En ce moment
 
 

Les "Love Shops", une façon de garder les plaisirs vivants: "Monsieur peut, grâce à son téléphone, faire vibrer madame"

Les

Chaque année, la Saint-Valentin attire des clients chez les fleuristes, les restaurateurs et les bijoutiers... mais aussi dans les "Love Shops". A cette période de l'année, Fabienne, gérante d'une boutique de ce type, accueille jusqu'à dix fois plus de clients. De la lingerie aux objets connectés en passant par les menottes, elle conseille des personnes de tous profils et tous âges.

La fête des amoureux ne fait pas seulement vivre les fleuristes, les restaurateurs et les bijoutiers. Les "Love Shops" en profitent également. Dans ces commerces, des jeunes, des moins jeunes, des habitués et ceux qui le sont un peu moins viennent acheter des objets de tous types.

Fabienne gère une boutique de charme à Bruxelles et Waterloo. La fête des amoureux lui amène dix fois plus de clients. Elle conseille des personnes de tous les âges, avec des demandes différentes : à chaque génération, ses plaisirs. Les jeunes, par exemple, apprécient particulièrement les objets connectés. "Ce petit œuf fonctionne avec une télécommande dans un périmètre de dix mètres," raconte-t-elle. "C’est très amusant. Pendant un barbecue, un dîner, une soirée, le couple est complice. Personne ne sait que madame porte un petit œuf et monsieur le fait vibrer."

Et pour ceux qui sont un peu plus loin, pas de problème. Il existe aussi en version wifi : "Monsieur peut être en Chine, madame aux Etats-Unis et monsieur, grâce à son téléphone, va faire vibrer madame."

Dans un love shop, on trouve presque tout ce qui est disponible dans un sex shop, mais l’ambiance y est tamisée, coquine mais pas vulgaire. Fabienne met à l’aise ses clients en leur demandant s’ils sont déjà venus dans la boutique. Si c’est leur première visite, elle leur explique le concept, les produits proposés, etc. Le fait qu’elle soit une femme rassure également les clientes.

Des clients de tous les profils et de tous les âges

Elle accueille des personnes de tous les profils, mais aussi de tous les âges. "Il y avait un couple d’une soixantaine d’années qui venait régulièrement à la boutique. Ils venaient acheter de la lingerie. Et je voyais que dans la cabine, il était admiratif de madame, les yeux plein d’amour, de tendresse … Je me suis dit que c’était un nouveau couple, pour être aussi amoureux", se souvient-elle. "Un jour le monsieur est venu seul.

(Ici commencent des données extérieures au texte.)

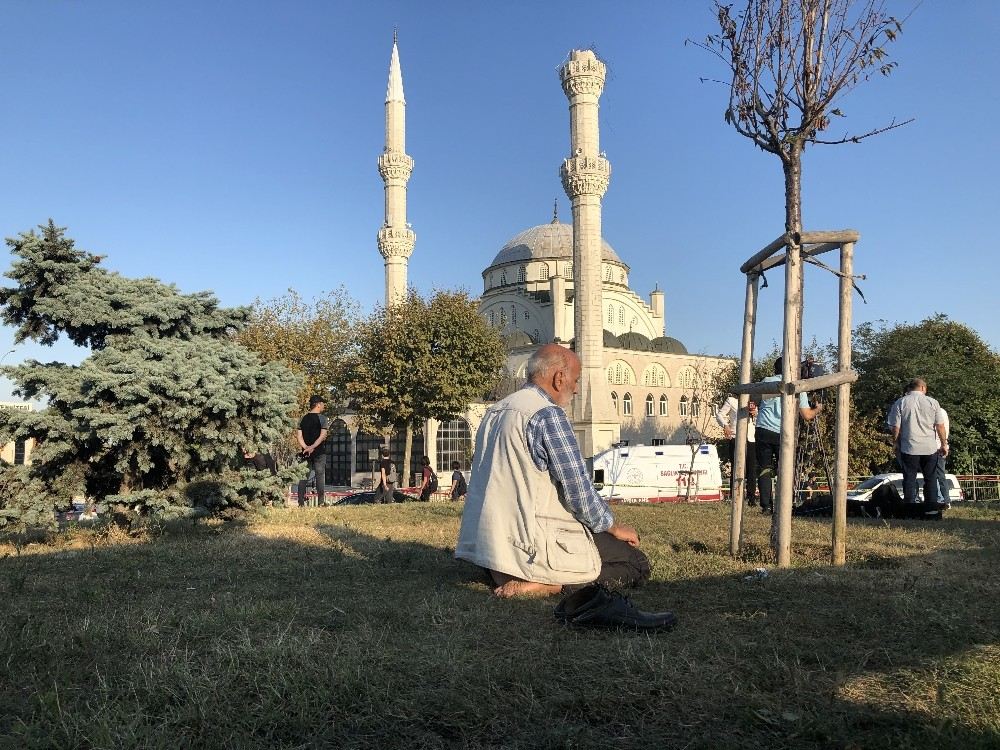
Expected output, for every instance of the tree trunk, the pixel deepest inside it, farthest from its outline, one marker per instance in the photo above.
(781, 520)
(408, 451)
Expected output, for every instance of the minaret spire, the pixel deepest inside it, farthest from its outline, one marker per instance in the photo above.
(395, 238)
(585, 176)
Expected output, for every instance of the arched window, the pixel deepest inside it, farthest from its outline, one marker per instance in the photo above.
(397, 446)
(655, 375)
(454, 443)
(687, 377)
(620, 372)
(364, 443)
(338, 455)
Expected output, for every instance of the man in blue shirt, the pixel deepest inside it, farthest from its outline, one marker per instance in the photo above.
(532, 517)
(768, 437)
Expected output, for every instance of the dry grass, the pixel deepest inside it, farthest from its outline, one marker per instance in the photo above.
(355, 627)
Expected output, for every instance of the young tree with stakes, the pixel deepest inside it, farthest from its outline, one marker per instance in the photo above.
(790, 64)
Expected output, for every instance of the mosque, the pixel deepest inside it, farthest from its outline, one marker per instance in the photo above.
(637, 383)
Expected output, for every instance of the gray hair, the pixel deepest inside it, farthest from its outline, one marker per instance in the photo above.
(546, 359)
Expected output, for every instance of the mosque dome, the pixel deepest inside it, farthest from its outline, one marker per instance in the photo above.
(546, 241)
(637, 341)
(516, 339)
(668, 345)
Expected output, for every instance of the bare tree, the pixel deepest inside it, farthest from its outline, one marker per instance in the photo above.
(791, 62)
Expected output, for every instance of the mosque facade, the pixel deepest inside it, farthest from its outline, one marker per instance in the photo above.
(547, 284)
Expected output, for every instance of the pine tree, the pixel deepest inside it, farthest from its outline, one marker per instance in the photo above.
(157, 415)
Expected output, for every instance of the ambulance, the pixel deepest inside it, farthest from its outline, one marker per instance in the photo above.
(658, 474)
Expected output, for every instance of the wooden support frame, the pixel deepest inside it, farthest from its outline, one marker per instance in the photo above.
(796, 248)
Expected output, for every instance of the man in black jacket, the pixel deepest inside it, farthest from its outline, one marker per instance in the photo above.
(311, 437)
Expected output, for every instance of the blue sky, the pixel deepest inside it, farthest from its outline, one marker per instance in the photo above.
(232, 146)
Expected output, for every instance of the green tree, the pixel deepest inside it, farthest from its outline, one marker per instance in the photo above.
(312, 338)
(422, 359)
(961, 371)
(156, 416)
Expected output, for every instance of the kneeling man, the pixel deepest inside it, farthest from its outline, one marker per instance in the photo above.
(532, 517)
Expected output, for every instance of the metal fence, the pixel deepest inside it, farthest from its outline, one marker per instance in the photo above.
(980, 487)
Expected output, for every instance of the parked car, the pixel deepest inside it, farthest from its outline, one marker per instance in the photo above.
(368, 498)
(882, 496)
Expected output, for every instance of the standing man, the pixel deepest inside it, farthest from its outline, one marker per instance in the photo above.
(311, 436)
(944, 491)
(387, 479)
(768, 436)
(726, 416)
(532, 517)
(918, 423)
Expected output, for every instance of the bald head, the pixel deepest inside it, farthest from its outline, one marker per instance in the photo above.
(556, 370)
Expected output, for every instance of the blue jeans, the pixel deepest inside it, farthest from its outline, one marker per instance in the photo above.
(926, 465)
(317, 467)
(944, 491)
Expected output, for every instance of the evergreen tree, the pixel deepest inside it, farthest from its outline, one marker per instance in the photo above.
(157, 415)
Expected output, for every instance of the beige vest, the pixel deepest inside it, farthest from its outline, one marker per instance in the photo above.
(513, 521)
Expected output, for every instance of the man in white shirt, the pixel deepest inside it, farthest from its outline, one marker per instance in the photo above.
(727, 415)
(918, 428)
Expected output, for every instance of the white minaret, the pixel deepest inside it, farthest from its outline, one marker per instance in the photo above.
(395, 238)
(585, 175)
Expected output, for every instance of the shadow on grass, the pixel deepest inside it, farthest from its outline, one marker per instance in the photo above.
(331, 634)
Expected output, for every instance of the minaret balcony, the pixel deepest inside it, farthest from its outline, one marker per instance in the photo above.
(395, 165)
(585, 175)
(394, 242)
(583, 76)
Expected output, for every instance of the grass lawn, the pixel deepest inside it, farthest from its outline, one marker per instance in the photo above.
(355, 627)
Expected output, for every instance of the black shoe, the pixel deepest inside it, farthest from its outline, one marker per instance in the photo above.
(595, 606)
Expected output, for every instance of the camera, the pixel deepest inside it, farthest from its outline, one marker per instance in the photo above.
(810, 368)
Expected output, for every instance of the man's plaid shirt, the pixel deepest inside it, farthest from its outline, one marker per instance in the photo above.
(553, 448)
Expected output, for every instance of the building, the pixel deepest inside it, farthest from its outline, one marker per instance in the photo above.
(16, 452)
(637, 384)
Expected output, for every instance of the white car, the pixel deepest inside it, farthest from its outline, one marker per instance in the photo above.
(882, 495)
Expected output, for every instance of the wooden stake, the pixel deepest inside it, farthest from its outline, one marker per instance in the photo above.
(839, 541)
(742, 425)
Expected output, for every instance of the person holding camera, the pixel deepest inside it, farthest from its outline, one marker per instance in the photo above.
(311, 437)
(768, 437)
(726, 416)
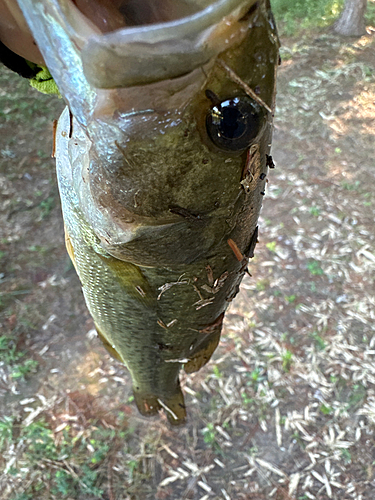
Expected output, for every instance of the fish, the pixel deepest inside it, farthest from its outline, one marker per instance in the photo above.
(161, 155)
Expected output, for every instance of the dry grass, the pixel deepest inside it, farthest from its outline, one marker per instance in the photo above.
(286, 410)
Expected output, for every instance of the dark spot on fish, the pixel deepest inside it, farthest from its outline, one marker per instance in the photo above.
(233, 124)
(212, 97)
(249, 12)
(184, 212)
(164, 347)
(269, 161)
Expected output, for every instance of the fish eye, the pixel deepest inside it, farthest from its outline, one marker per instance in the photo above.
(233, 124)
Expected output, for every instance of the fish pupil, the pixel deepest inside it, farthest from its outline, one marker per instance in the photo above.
(233, 124)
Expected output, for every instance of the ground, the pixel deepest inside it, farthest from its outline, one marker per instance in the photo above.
(286, 408)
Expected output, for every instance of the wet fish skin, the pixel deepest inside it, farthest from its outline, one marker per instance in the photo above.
(160, 222)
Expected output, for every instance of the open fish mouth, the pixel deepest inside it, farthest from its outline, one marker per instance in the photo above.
(134, 42)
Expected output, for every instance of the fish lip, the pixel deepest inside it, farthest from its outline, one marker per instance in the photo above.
(150, 53)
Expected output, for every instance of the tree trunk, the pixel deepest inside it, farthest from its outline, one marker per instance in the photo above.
(352, 19)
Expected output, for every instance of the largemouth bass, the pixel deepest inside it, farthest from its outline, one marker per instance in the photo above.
(162, 154)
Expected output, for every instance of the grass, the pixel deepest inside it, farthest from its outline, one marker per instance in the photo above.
(13, 360)
(294, 17)
(63, 464)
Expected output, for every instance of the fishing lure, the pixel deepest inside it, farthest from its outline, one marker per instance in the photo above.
(161, 157)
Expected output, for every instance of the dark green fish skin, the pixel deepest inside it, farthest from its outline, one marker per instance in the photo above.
(188, 208)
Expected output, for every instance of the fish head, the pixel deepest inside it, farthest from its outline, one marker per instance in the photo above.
(171, 107)
(170, 96)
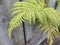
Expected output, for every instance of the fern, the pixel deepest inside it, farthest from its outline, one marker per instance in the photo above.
(58, 2)
(32, 10)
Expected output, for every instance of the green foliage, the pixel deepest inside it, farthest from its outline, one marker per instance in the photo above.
(33, 10)
(58, 2)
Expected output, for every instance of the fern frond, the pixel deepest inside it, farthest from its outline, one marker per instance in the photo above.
(58, 2)
(31, 10)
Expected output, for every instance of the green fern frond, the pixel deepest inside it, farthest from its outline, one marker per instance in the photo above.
(15, 22)
(32, 10)
(58, 2)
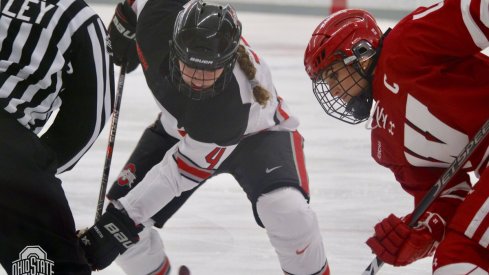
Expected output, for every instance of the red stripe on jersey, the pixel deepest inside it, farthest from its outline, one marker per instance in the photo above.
(193, 170)
(300, 161)
(281, 111)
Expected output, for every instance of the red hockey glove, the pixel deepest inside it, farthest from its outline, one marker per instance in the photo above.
(395, 243)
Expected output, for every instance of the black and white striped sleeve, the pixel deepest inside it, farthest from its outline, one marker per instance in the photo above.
(87, 95)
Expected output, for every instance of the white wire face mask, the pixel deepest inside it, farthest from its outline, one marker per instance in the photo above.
(343, 88)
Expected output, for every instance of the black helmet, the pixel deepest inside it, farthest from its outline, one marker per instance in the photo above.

Il m’a dit que sa femme et lui fêtaient leurs 35 ans de mariage. Je n’ai rien dit bien sûr, mais je ne me suis pas sentie très fière."

Et pourtant, elle s’occupe régulièrement de couples qui sont mariés depuis 15, 25, parfois 30 ans : "Et ils savent s’amuser. Donc ils fréquentent encore souvent ce genre de boutiques et ils ont une vie sexuelle épanouie."

A cette période de l’année, la lingerie, déjà très populaire, se vend encore mieux. Mais Fabienne mentionne aussi la nuisette, la guêpière et le porte-jarretelle. "On a des messieurs de 19 ou 20 ans qui viennent en acheter," précise-t-elle. "C’est un fantasme masculin récurrent.

Les intemporels comme le plumeau, la cravate ou les masques se vendent très bien aussi. Mais Fabienne porte sa préférence sur la bougie de massage : "Je trouve que c’est un des plus beaux cadeaux, parce qu’il faut donner de sa personne." explique-t-elle, "quand on a un peu de sous dans son portefeuille, acheter un cadeau n’est pas difficile. Là, on offre la bougie, mais on offre aussi un massage."